As many as 190 countries have come together at the COP27 Summit in Egypt, at a time when the world is seeing instability in the energy market, triggered by the Russia-Ukraine War.
Talking about the summit, Sumant Sinha, Chairman & CEO of homegrown renewable energy company Renew Power, said during the first two days of COP27, all the heads of state come and interact with one another and in some ways this lays out the tone of what they expect to see happening. The real negotiations start toward the backend.
He said the conversation is shifting to getting in more blending finance. “Right now the conversation is not so much about the climate finance ask from the developing countries but the whole conversation is shifting to how can we get more blended finance to come in? Blended finance is nothing but somebody stepping up, like the multi-laterals, and providing some sort of guarantees on protecting certain kind of risks — whether it is the sovereign risk, first loss risk, FX risk and so on,” Sinha said, adding that by providing those guarantees they are essentially improving the credit quality of projects in developing countries and thereby pushing a lot more private sector financing to come in.
“The question is how do we crowd in that financing? And in the conversations that I have been in so far, that has been the bigger focus,” the ReNew Power CEO told CNBC-TV18.
Meanwhile, R.P. Gupta, former secretary of the Ministry of Environment and Forests, said that parity needs to be established for concessional financing for developing countries. “Climate financing is something for which a lot of work still needs to be done — how the finances would be collected, what will be the criteria for collection of climate finance, how it will be disbursed between different countries etc are still part of the negotiation which I hope at this COP or at least by the next COP are concluded,” he said.
Gupta, who played an important role during negotiations at COP 26, said developing countries require climate finance at a concessional rate, which will enable them to develop resources themselves at a cheaper rate, and the same without climate finance would be costly.
“So to reduce the cost of that development which developed countries have enjoyed by using coal, a parity needs to be established whereby the developing countries get finance at a concessional rate for their development. So, any financing which comes to India or developing countries as part of the investment should not be counted as finance,” he said.
Gupta also believes the ‘polluter pays principle’ must be applied globally.
“Every developed country and many of the developing countries apply this principle in their domestic areas, so there is no reason why it cannot be applied in international forums,” he added.
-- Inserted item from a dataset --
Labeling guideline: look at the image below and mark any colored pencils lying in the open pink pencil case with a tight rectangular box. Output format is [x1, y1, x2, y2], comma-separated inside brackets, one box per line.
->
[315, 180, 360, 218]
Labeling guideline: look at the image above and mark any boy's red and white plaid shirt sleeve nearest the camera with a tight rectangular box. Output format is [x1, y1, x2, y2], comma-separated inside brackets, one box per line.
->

Sinha also thinks multi-laterals such as the World Bank, International Finance Corporation, Asian Development Bank, among others, are not doing as much as they need to do right now.
“What is happening is they are providing financing from their balance sheets and the way of their lending to the sector has not changed over the last 10 years …we know that they want to do it but somehow between their bureaucracies or their existing processes we are just not able to make substantive movement,” he said.
These multi-laterals are the key to providing and catalysing more financing from the private sector into developing countries, he added.